Leti and Vsora demonstrate 3GPP new radio on multi-core digital signal processor

Leti, a research institute of CEA Tech, and VSORA, which specializes in multi-core digital signal processor (DSP) design, today announced they have demonstrated the implementation of 5G New Radio (5G NR) Release 15 on a new DSP architecture that can dramatically reduce time to market of digital modems.

Defined by the 3rd Generation Partnership Project (3GPP), 5G NR is the air interface, or wireless communication link, for the next generation of cellular networks. It is expected to significantly improve connectivity experiences in 5G cellular networks. 3GPP Release 15 of the 5G system architecture, finalized in June 2018, provides the set of features and functionality needed for deploying a commercially operational 5G system.

This first implementation of 5G NR Release 15 physical layer on VSORA’s multi-core DSP demonstrates that it can address timely and complex systems like 5G NR, while providing a highly flexible software-defined development flow. The demonstration has shown that VSORA’s development suite provided an optimized DSP architecture, able to support the concurrent reception of representative 5G quality-of-service regimes covering extreme broadband, narrowband Internet of Things and ultra-low latency systems.
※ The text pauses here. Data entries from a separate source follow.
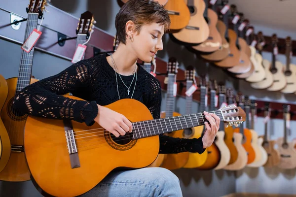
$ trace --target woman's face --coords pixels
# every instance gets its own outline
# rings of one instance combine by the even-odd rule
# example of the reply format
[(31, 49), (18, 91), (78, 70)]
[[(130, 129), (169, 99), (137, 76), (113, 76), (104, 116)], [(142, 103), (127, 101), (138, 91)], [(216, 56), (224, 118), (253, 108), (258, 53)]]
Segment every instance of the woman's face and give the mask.
[(164, 32), (164, 26), (153, 23), (143, 25), (138, 34), (133, 34), (130, 41), (138, 58), (150, 62), (157, 51), (163, 49), (161, 38)]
“This new DSP development flow allows signal-processing engineers to evaluate different implementations of their algorithms for cost, processing power, arithmetic precision and power consumption, well before the physical implementation,” said VSORA CEO Khaled Maalej. “The same development flow lets algorithm engineers and software engineers share the same environment and source code, dramatically accelerating time-to-market for Release 15 architectures.”

“VSORA’s innovations simplify the design flow, which eliminates the need to develop HDL-based co-processors,” said Benoit Miscopein, head of Leti’s wireless broadband systems lab. “Our demonstration also shows their product can support a system as hungry in terms of computational resources as the 5G NR modem.”

“VSORA’s added value is the very high flexibility that the company offers in terms of testing various implementation architectural trade-offs,” Miscopein added. “This speeds time-to-market by reducing the time required to converge towards a suitable DSP architecture. The approach proposed by VSORA is also flexible in the sense that the DSP can fulfill the requirements of the standard evolution, e.g. Releases 16 and 17, without redesigning a complete architecture.”

“With the coming 5G mobile standard, traditional DSP technology will run out of steam on multiple levels,” added Maalej. “Our aim is to become the reference point for state-of-the-art DSP applications. VSORA’s technology has the potential to revolutionize DSP architectures, transform the design and implementation processes, and ultimately enhance go-to-market strategies.”